The template that runs on finalPass mode adds the necessary attributes to the root <article>, including visibility, date, author, and category(ies). It then adds the title of the article, applying templates to the rest of the components as necessary.

In this transformation, we get rid of attachments, line breaks that are not within paragraphs, and empty spans. We also replace straight apostrophes with curly ones.
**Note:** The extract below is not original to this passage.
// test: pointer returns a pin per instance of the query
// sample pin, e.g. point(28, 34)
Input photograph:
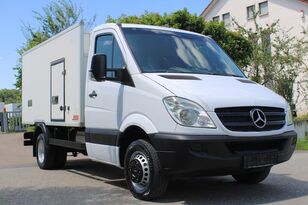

The root template stores the article element with a namespace in a variable, and in another variable the file name—the title of the post, stripped of any non-alphabetical characters—to be used for naming the output/result-document. It then outputs the result document and stores it in the /posts directory, processing the sequence of the finalPass.

How the Build File Works:

First we get the old post using the URL you provide, in a target called getOldPost. Then, in tidyHtml, we clean the source HTML and prepare it for processing in the next steps. In this step, we only grab the <article> element, so we do not need to bother with the rest of the generated HTML.

The processPost target runs the clean XHMTL throught the old_to_new_post.xsl transformation as explained above, and produces a HCMC Journal updated post.

The next target, schematronValidateAll, validates the output. This target does not fail the build if the file is invalid, because we are anticipating some errors that were not automatically addressed, such as quotation marks.

The main target is buildPost, and it calls all of the other targets, then deletes the oldPostTemp directory that should not remain in the repo.

The default target is buildFiles, and it builds all the files that have been prompted (via the URL list provided).